The machinery orders are closely watched by policymakers and markets as a leading indicator of corporate capital spending.
The December fall was significantly steeper than a drop of 0.8 per cent expected by the market and marked the second straight month of decline after a 2.8 per cent drop in November.
Despite the sustained downturn for the last two months of 2007, the Cabinet Office stuck to its assessment of a flat trend in machinery orders -- the eighth straight month that it has made the same view.
Economy and fiscal policy minister Hiroko Ota said there was "no need to be so pessimistic," noting orders were likely to rise in the January-March quarter.
The Cabinet Office said machinery orders are forecast to rise 3.5 per cent for the January-March term from the previous quarter, following an overall 0.9 per cent rise in the October-December period.
But the minister admitted she needed to watch economic developments closely.
"As the US economy is showing signs of a slowdown, we need to be cautious on whether the January-March forecast can be achieved," she told reporters.
Private-sector economists snubbed the government projection.
"Who would believe the projection, which has not been trustworthy?" said Toshio Sumitani, an economist at the Tokai Tokyo Research Center.
"The Japanese economy is slowing down as the US economy has put one of its two legs into recession," he said, noting that foreign orders from Japan fell 4.9 per cent from November.
Naoki Murakami, senior economist at Goldman Sachs, said foreign orders were very volatile but their latest fall "matches a slowdown in Japan's exports since November 2007 in trade data."
"A slowdown in exports, which had led Japan's economy for the past five years, is now inevitable," he said.
However, Shinichiro Kobayashi, senior economist at Mitsubishi UFJ Research and Consulting, said the small rise in October-December showed that the US economic slowdown had been offset by strong growth in emerging countries.
"But there is a possibility that overall external demand may slow in the January-March period," he said.
"And corporations may reduce their capital expenditure or postpone their capital spending plans from April depending on how the global economy will be," he said.

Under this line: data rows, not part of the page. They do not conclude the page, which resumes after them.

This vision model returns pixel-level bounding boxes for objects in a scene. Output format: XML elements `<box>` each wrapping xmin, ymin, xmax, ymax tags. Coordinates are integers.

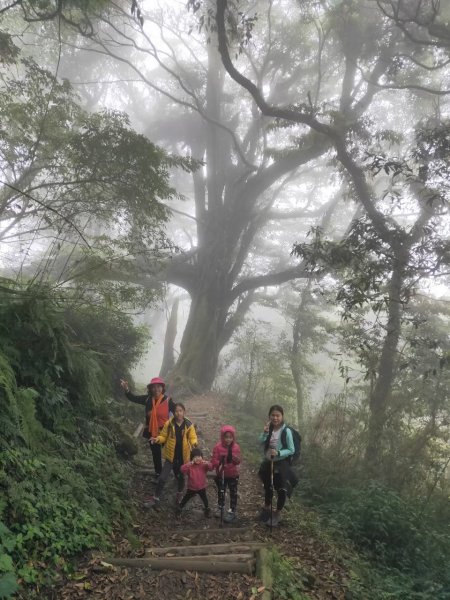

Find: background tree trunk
<box><xmin>169</xmin><ymin>293</ymin><xmax>228</xmax><ymax>390</ymax></box>
<box><xmin>365</xmin><ymin>258</ymin><xmax>405</xmax><ymax>471</ymax></box>
<box><xmin>160</xmin><ymin>298</ymin><xmax>179</xmax><ymax>378</ymax></box>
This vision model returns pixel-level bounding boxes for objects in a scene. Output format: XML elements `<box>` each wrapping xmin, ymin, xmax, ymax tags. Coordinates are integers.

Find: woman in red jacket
<box><xmin>211</xmin><ymin>425</ymin><xmax>241</xmax><ymax>523</ymax></box>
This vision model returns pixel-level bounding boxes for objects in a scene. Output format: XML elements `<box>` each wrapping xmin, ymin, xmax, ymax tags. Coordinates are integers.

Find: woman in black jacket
<box><xmin>120</xmin><ymin>377</ymin><xmax>175</xmax><ymax>479</ymax></box>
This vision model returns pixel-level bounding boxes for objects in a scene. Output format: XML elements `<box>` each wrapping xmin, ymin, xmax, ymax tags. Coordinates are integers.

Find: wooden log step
<box><xmin>145</xmin><ymin>542</ymin><xmax>265</xmax><ymax>556</ymax></box>
<box><xmin>172</xmin><ymin>526</ymin><xmax>251</xmax><ymax>536</ymax></box>
<box><xmin>165</xmin><ymin>553</ymin><xmax>254</xmax><ymax>562</ymax></box>
<box><xmin>256</xmin><ymin>548</ymin><xmax>273</xmax><ymax>600</ymax></box>
<box><xmin>103</xmin><ymin>556</ymin><xmax>256</xmax><ymax>574</ymax></box>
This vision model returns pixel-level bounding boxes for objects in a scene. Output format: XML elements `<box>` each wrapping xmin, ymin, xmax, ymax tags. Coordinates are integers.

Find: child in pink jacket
<box><xmin>177</xmin><ymin>448</ymin><xmax>212</xmax><ymax>517</ymax></box>
<box><xmin>211</xmin><ymin>425</ymin><xmax>241</xmax><ymax>523</ymax></box>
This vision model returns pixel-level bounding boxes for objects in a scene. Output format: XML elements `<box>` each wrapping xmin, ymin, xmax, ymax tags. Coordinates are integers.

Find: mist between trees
<box><xmin>0</xmin><ymin>0</ymin><xmax>449</xmax><ymax>597</ymax></box>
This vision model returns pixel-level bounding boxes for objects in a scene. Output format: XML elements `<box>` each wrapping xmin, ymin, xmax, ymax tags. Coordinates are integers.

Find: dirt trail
<box><xmin>56</xmin><ymin>394</ymin><xmax>349</xmax><ymax>600</ymax></box>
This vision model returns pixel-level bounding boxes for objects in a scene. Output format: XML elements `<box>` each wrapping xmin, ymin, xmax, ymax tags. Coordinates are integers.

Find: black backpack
<box><xmin>280</xmin><ymin>425</ymin><xmax>302</xmax><ymax>464</ymax></box>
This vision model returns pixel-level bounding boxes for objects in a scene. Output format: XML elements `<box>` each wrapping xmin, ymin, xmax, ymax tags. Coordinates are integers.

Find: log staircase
<box><xmin>114</xmin><ymin>411</ymin><xmax>273</xmax><ymax>598</ymax></box>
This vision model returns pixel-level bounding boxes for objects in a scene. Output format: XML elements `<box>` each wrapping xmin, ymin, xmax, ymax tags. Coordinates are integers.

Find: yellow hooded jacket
<box><xmin>155</xmin><ymin>416</ymin><xmax>197</xmax><ymax>463</ymax></box>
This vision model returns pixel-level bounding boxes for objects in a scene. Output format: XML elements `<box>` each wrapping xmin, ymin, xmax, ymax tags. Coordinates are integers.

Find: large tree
<box><xmin>4</xmin><ymin>0</ymin><xmax>448</xmax><ymax>398</ymax></box>
<box><xmin>38</xmin><ymin>0</ymin><xmax>407</xmax><ymax>390</ymax></box>
<box><xmin>212</xmin><ymin>0</ymin><xmax>449</xmax><ymax>466</ymax></box>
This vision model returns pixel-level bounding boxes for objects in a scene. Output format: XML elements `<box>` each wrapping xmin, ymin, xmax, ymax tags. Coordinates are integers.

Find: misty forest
<box><xmin>0</xmin><ymin>0</ymin><xmax>449</xmax><ymax>598</ymax></box>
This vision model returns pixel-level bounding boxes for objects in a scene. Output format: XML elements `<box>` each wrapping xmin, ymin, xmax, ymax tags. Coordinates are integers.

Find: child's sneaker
<box><xmin>223</xmin><ymin>510</ymin><xmax>237</xmax><ymax>523</ymax></box>
<box><xmin>214</xmin><ymin>506</ymin><xmax>224</xmax><ymax>518</ymax></box>
<box><xmin>204</xmin><ymin>507</ymin><xmax>211</xmax><ymax>518</ymax></box>
<box><xmin>143</xmin><ymin>495</ymin><xmax>160</xmax><ymax>509</ymax></box>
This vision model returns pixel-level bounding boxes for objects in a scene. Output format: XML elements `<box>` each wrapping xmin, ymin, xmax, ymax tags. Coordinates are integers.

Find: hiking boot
<box><xmin>143</xmin><ymin>495</ymin><xmax>160</xmax><ymax>509</ymax></box>
<box><xmin>223</xmin><ymin>510</ymin><xmax>237</xmax><ymax>524</ymax></box>
<box><xmin>265</xmin><ymin>512</ymin><xmax>280</xmax><ymax>527</ymax></box>
<box><xmin>204</xmin><ymin>507</ymin><xmax>211</xmax><ymax>518</ymax></box>
<box><xmin>259</xmin><ymin>508</ymin><xmax>271</xmax><ymax>523</ymax></box>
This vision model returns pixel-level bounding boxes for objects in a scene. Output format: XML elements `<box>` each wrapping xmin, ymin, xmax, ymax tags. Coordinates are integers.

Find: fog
<box><xmin>1</xmin><ymin>0</ymin><xmax>449</xmax><ymax>416</ymax></box>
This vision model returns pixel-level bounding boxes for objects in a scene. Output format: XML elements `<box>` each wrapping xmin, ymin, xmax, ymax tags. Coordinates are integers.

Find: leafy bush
<box><xmin>332</xmin><ymin>482</ymin><xmax>450</xmax><ymax>576</ymax></box>
<box><xmin>347</xmin><ymin>561</ymin><xmax>450</xmax><ymax>600</ymax></box>
<box><xmin>0</xmin><ymin>283</ymin><xmax>146</xmax><ymax>595</ymax></box>
<box><xmin>220</xmin><ymin>321</ymin><xmax>297</xmax><ymax>419</ymax></box>
<box><xmin>268</xmin><ymin>548</ymin><xmax>309</xmax><ymax>600</ymax></box>
<box><xmin>0</xmin><ymin>444</ymin><xmax>129</xmax><ymax>587</ymax></box>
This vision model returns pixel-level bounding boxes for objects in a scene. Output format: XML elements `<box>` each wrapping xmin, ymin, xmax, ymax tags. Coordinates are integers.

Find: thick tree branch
<box><xmin>220</xmin><ymin>290</ymin><xmax>255</xmax><ymax>349</ymax></box>
<box><xmin>229</xmin><ymin>262</ymin><xmax>310</xmax><ymax>303</ymax></box>
<box><xmin>215</xmin><ymin>0</ymin><xmax>396</xmax><ymax>246</ymax></box>
<box><xmin>0</xmin><ymin>0</ymin><xmax>21</xmax><ymax>14</ymax></box>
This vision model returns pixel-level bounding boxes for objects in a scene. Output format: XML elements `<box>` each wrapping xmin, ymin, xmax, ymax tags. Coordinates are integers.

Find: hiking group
<box><xmin>120</xmin><ymin>377</ymin><xmax>299</xmax><ymax>527</ymax></box>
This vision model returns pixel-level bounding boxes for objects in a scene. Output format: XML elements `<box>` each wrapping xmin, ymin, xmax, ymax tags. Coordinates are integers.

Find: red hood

December orders placed by the manufacturing sector fell 7.8 per cent on lower demand from such sectors as steel and other metals and precision machinery.
Orders for semiconductor chip-making tools fell 17.5 per cent in December from November, as global chip makers are curtailing fresh capital investment due to tumbling prices.
Orders placed by non-manufacturers dropped 5.2 per cent from the previous month and were down 3.5 per cent from a year earlier, hit by lower orders from the telecom sector.